Matter, form and intention are intrinsically united: they are integrated into the sacramental action in such a way that intention becomes the unifying principle of matter and form, making them a sacred sign by which grace is conferred ex opere operato [from the work performed].[40]
19. Unlike matter and form, which represent the sensible and objective element of the Sacrament, the minister’s intention-along with the disposition of the recipient-represents its inner and subjective element.
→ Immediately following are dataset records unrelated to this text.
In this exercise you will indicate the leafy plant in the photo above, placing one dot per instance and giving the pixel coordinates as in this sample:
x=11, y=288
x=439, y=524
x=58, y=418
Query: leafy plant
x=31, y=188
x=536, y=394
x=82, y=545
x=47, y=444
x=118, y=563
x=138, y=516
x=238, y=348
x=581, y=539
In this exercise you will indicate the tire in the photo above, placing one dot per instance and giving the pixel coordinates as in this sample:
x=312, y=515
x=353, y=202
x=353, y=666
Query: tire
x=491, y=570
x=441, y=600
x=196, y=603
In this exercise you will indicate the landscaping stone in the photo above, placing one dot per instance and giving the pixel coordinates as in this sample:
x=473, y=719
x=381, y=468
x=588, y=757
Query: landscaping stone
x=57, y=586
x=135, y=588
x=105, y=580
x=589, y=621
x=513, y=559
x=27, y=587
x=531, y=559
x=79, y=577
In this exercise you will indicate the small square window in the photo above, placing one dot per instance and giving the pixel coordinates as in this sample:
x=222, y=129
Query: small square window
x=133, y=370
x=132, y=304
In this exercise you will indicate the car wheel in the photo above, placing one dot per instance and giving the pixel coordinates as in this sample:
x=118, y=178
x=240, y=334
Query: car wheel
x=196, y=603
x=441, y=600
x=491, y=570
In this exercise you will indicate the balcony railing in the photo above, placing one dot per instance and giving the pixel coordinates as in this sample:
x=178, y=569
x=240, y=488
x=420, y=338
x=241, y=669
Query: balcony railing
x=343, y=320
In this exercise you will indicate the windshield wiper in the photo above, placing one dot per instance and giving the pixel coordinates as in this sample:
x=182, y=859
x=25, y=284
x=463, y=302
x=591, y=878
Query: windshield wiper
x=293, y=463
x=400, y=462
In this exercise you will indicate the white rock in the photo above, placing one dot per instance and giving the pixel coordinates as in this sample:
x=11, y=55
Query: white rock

It, however, tends by its nature to manifest itself externally as well through the observance of the rite established by the Church, so that the serious alteration of the essential elements also introduces doubt as to the minister’s real intention, thus invalidating the validity of the Sacrament celebrated.[41] Indeed, in principle, the intention to do what the Church does is expressed in the use of the matter and form that the Church has established.[42]
20. Matter, form, and intention are always placed in the context of the liturgical celebration, which does not constitute a ceremonial ornatus [furnishing or adornment] of the sacraments or even a didactic introduction to the reality being fulfilled, but is as a whole the event in which the personal and communal encounter between God and us, in Christ and in the Holy Spirit, an encounter in which, through the mediation of sensible signs, “perfect glory is rendered to God and men are sanctified.”[43]
The necessary solicitude for the essential elements of the Sacraments, on which their validity depends, must therefore accord with care and respect for the entire celebration, in which the meaning and effects of the Sacraments are made fully intelligible by a multiplicity of gestures and words, thus fostering the actuosa participatio [actual participation] of the faithful.[44]
21. The liturgy itself allows for that variety which preserves the Church from “rigid uniformity.”[45] This is why the Second Vatican Council decreed that, “saving the substantial unity of the Roman rite, even in the revision of liturgical books room should be left for legitimate diversity and adaptations to the various ethnic groups, regions, peoples, especially in the missions.”[46]
By virtue of this, the liturgical reform desired by the Second Vatican Council not only authorized the Bishops’ Conferences to introduce general adaptations to the Latin editio typica [typical edition], but also provided for the possibility of particular adaptations by the minister of celebration, with the sole purpose of meeting the pastoral and spiritual needs of the faithful.
22. However, so that variety “does not harm unity, but rather serves it.”[47] it remains clear that, outside the cases expressly indicated in the liturgical books, “regulating the sacred Liturgy is the sole responsibility of the authority of the Church.”[48] which resides, depending on the circumstances, in the bishop, the territorial episcopal assembly, and the Apostolic See.
It is clear, in fact, that “to change on one’s own initiative the celebratory form of a Sacrament does not constitute a simple liturgical abuse, as a transgression of a positive norm, but a vulnus [wound] inflicted at one and the same time on ecclesial communion and on the recognizability of Christ’s action, which in the most serious cases renders the Sacrament itself invalid, because the nature of ministerial action demands that one transmit with fidelity what one has received (cf. 1 Cor. 15:3).”[49]